Mercredi 17 décembre, le Burkina Faso a libéré 11 membres du personnel de l’armée de l’air nigériane— deux pilotes et neuf passagers — détenus depuis le 8 décembre après que leur avion militaire, en route vers le Portugal pour une maintenance programmée, a effectué un atterrissage d’urgence sur le territoire burkinabè. Cette décision a été annoncée par le ministre nigérian des Affaires étrangères, Yusuf Tuggar, qui a souligné que le règlement de cette affaire était le fruit d’un dialogue soutenu et de consultations diplomatiques.
Les autorités burkinabè, sous la direction du chef de la junte Ibrahim Traoré, avaient retenu le personnel et l’appareil après que l’avion ait pénétré dans autorisation dans l’espace aérien, selon Ouagadougou, déclenchant une vive réaction de l’Alliance des États du Sahel (AES) qui avait même mis ses défenses aériennes en état d’alerte.
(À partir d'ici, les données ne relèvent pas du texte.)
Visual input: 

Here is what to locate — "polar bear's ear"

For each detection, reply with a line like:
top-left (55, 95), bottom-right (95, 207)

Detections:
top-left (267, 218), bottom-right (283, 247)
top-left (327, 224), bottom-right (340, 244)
Du côté nigérian, l’armée avait justifié l’atterrissage comme une manœuvre de sécurité réalisée conformément aux procédures internationales, près une anomalie technique en vol.
L’incident est survenu dans un climat déjà fragile entre le Nigeria et les régimes militaires sahéliens, notamment après l’intervention nigériane récente pour aider à neutraliser une tentative de coup d’État au Bénin voisin
Selon Abuja, les parties conviennent désormais de consultations régulières et d’actions pour renforcer la coopération bilatérale— une note d’optimisme après une série de dissensions ayant mis à l’épreuve la stabilité diplomatique en Afrique de l’Ouest.